Wow, quite the discussion here about what we are doing at Tynt! I’d like to make a couple comments:
– the # hashtag is generally ignored by the search engines and the link does help your SEO juice.
– our intent at Tynt is to help the content publishers understand and benefit from the content that users are engaging with the most. The publisher can, at their option, disable the attribution link function. A small number of our publishers have chosen to do so.
– we are still beta testing the product and working out some final kinks, so if you spot any, please do let us know at feedback[at]tynt.com!

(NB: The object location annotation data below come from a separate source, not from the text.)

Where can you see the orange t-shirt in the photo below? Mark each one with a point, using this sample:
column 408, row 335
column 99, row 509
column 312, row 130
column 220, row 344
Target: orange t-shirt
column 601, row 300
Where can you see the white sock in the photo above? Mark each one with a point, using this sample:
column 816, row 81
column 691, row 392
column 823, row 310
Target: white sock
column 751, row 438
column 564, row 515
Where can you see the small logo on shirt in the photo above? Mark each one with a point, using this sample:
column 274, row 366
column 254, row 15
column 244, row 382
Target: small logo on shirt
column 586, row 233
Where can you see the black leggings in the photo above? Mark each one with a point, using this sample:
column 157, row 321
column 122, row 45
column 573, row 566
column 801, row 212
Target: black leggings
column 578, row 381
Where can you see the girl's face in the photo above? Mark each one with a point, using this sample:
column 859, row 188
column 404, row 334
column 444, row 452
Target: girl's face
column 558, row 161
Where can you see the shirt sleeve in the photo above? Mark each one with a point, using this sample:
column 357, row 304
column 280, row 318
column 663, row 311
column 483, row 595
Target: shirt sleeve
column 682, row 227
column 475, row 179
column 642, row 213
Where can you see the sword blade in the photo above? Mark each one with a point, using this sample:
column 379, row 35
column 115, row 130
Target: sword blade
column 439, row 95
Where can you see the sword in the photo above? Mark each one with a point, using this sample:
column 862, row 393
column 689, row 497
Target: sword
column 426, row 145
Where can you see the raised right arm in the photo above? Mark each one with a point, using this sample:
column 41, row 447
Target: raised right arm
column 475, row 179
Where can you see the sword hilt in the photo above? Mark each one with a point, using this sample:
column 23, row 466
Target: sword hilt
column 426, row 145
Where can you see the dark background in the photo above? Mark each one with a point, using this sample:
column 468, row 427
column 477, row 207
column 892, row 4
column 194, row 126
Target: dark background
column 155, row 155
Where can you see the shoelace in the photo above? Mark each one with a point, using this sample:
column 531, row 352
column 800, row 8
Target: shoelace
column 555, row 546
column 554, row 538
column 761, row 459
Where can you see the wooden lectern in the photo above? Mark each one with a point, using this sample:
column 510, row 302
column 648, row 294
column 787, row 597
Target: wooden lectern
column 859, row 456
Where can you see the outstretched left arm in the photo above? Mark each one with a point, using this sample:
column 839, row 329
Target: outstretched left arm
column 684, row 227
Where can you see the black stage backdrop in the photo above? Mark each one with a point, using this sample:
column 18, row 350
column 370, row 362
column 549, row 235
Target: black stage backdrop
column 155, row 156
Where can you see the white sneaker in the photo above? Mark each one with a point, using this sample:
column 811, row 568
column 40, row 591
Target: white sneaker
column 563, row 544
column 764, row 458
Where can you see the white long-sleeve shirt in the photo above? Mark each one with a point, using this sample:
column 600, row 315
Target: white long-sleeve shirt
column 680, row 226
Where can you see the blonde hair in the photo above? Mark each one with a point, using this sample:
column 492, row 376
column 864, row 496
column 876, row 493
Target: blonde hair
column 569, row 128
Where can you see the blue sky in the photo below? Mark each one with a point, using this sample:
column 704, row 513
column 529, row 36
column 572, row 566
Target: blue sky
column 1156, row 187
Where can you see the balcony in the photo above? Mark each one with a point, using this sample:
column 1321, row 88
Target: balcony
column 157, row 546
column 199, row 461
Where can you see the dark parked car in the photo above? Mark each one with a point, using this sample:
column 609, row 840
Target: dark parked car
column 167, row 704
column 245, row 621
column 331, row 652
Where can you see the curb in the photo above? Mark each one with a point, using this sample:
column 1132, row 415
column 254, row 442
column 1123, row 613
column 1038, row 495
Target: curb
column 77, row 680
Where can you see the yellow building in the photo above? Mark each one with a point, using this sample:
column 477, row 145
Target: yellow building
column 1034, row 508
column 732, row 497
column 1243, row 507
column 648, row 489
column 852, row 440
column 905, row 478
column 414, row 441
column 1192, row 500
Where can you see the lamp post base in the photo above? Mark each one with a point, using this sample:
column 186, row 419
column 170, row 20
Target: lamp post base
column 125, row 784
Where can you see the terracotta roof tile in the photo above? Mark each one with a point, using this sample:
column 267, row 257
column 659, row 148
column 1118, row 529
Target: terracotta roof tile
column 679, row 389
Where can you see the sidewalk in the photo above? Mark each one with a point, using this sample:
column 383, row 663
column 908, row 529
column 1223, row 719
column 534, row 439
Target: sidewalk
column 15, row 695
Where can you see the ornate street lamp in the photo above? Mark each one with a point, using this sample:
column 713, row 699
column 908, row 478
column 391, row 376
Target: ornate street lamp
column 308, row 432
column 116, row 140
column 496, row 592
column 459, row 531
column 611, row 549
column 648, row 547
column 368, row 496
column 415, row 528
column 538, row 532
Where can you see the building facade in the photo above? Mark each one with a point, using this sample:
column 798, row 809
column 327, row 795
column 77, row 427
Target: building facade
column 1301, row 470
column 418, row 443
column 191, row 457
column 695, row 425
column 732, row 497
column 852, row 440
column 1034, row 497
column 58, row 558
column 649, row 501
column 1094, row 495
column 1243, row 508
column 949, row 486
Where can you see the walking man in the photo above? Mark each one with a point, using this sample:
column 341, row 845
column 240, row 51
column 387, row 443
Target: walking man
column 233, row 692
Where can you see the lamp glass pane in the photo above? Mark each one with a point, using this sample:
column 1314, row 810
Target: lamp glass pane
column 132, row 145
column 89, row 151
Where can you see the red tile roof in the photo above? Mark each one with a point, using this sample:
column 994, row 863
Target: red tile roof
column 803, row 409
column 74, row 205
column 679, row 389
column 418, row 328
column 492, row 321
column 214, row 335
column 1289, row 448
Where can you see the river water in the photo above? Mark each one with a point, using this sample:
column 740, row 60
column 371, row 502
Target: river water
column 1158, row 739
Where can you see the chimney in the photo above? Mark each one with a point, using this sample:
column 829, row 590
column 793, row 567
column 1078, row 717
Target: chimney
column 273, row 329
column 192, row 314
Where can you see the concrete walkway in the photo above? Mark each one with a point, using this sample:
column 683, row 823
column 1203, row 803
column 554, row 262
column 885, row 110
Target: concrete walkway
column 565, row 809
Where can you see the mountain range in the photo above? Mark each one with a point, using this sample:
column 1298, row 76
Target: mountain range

I’ve just tried copying from a Mail article to see this in action only to find that the text couldn’t be copied at all. CTRL+C and CTRL+V gives nothing at all. Has the Mail changed policy again?
Very interesting. Just tried it myself and it’s still pasting and adding a URL. How much did you try to copy – and from where?
Alastair
What kind of system are you using?
Paul, I tried copying from “Lembit the unlikely Lothario” article and one on mortgages. Tried copying 2 paragraphs of text and then the headline separately and pasting into Outlook and Word without any luck. It pastes into Notepad though and also if you use the translate accelerator in IE8 you can copy text. Ian, I’m on IE8 and the RC version of Windows 7.
Just tried copying from that article (2 pars and the whole thing) and it worked fine from Chrome into Vista. Will see what people get on Twitter.
only does it when copying and pasting…
drag and dropping the text from site to text app on a mac works fine, but copying and pasting it puts the linky in…
interesting.
Interesting. I use this software called Evernote (I have nothing to do with them, just a user) for saving content from here, there, everywhere. When I copy content from a website for later reading, and paste it in a new note in Evernote, it somehow captures the URL as well. I’ve always wondered how the software knows where I just copied it from, since it’s just on a web page. (I’m on Windows XP, using Firefox)
At times, I don’t mind it for my use — I can remember where I got the info from. Other times, I don’t want it, I just want the info.
Given it’s the content provider doing this, I can see why they do, although it’s not convenient for users.
In a similar vein, I’ve recently noticed that when you copy and paste a chunk of text from Times Online it inserts a hyphen every 10 or so words. At first I (naively) assumed it had something to do with column formatting for the print edition, but now think it’s more likely to be a way to discourage people from ‘stealing’ their content and make it easier to spot where said content has been republished. Not the end of the world admittedly, but quite annoying all the same. Haven’t managed to find a way round it yet.
Thanks Anna – I’ve run this past someone at The Times who say they’re not using any technology that does this. Have you got any more info?
Hi Paul. The hyphens are appearing when I copy and paste from the Times website into Excel, e.g. do this with the first para of http://entertainment.timesonline.co.uk/tol/arts_and_entertainment/books/poetry/article6716450.ece and a hyphen appears before the word “published”. Also tried copying the word “nevertheless” from the second para and hyphen appeared between “never” and “theless”, so probably is something to do with column formatting after all.
I’ve been copying quotes from the Times website for the past year (the website I run compiles cultural reviews from newspapers) and the hyphens only started popping up a couple of months ago. Same version of Excel and everything.
Hmm. Just pasted into Word and no hyphens appear. Very odd.
Hilarious. Remind me to use similar technology on my photos in future – perhaps then the Mail won’t be quite so keen to swipe them without permission.
I like it because it forces everybody to attribute source and at the same time since some people automatically do attribute source, it saves them time!!! Which is perfect! Like for example telling a friend about something really interesting in an article, having to copy the text then go back to the window to copy the URL at the address bar – at least now its automatic!!!